Von Christoph Markschies
Hans Joas ist prominenter (Religions-)Soziologe und seit seiner Emeritierung Ernst-Troeltsch-Professor an der Theologischen Fakultät der Humboldt-Universität zu Berlin.
In seinem jüngsten Buch beantwortet er zwei Fragen, die einerseits schon lange gestellt werden, sich andererseits in der unmittelbaren Gegenwart vielleicht noch viel mehr aufdrängen als je zuvor – nicht nur für katholische Christenmenschen.
Die eine Frage lautet, ob es noch weiter in nennenswertem Umfang Religion geben wird und die andere, ob es dazu noch eine verfasste Kirche braucht. Im Zusammenhang des gerade beendeten Katholikentags war gar von einer „Kernschmelze“ des katholischen Christentums die Rede, auch bedingt durch den vielfachen Missbrauch, verübt und vertuscht durch Amtsträger.
Eine solche Untergangsstimmung prägt das Buch nicht. Es besteht aus Aufsätzen, die die beiden grundlegenden Fragen eher umkreisen. Joas wirbt für eine Kirchenreform, die die synodalen Strukturen stärkt. Er setzt sich aber auch mit der klassischen Religionssoziologie eines Ernst Troeltsch auseinander. Er problematisiert die Rede von einer einlinigen Säkularisierung durch einen klugen internationalen Vergleich. Er fragt nach der Besonderheit heiliger Räume und ritueller Vollzüge und stellt prominente Konvertiten der Gegenwart vor.

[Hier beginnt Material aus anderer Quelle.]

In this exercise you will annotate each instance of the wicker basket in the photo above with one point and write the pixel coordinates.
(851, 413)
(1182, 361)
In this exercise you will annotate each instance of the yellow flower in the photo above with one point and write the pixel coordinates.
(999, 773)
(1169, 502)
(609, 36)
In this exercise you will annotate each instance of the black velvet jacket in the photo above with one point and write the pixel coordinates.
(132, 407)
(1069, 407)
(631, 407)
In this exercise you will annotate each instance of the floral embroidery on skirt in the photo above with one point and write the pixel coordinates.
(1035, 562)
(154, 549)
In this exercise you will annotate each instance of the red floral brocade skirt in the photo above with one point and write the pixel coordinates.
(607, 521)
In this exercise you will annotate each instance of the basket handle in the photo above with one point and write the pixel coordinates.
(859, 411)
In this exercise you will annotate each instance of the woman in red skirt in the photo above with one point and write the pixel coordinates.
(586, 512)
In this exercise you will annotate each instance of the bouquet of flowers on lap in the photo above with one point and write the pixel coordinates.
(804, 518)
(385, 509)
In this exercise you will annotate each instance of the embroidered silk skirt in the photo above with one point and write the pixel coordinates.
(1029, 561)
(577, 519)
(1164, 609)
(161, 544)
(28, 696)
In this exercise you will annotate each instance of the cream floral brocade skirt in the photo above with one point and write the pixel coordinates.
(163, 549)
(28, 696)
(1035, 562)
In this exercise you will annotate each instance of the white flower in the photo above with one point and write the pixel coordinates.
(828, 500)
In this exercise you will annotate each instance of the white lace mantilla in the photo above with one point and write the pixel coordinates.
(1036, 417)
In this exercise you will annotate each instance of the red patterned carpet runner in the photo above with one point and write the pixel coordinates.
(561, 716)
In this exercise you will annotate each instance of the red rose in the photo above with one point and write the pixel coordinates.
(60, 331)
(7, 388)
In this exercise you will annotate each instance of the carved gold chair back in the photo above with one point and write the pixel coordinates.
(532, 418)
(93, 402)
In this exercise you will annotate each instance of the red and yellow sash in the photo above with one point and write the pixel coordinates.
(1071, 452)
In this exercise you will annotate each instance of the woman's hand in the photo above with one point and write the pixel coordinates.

Am Ende verteidigt Joas noch einmal pointiert sein Votum dagegen, Kirche vor allem als Moralagentur zu bestimmen, gegen katholische wie evangelische Kritiker.
Das Buch ist auch für Protestanten interessant: Wir hören die Stimme eines engagierten katholischen Christen, der angesichts von notwendiger Reform nach dem bleibenden Charakter von Kirche fragt und deutsche Befindlichkeiten im internationalen Kontext ansieht. Dieser Ansatz bei der Kirche ist für evangelische Christen vielleicht unvertraut, weil wir gern bei den Einzelnen ansetzen – aber das Buch hilft, katholische Geschwister und die Mühen ihres „Synodalen Wegs“ besser zu verstehen.
Hans Joas, Warum Kirche? Selbstoptimierung oder Glaubensgemeinschaft, Herder-Verlag, Freiburg 2022, 240 Seiten, 22 Euro.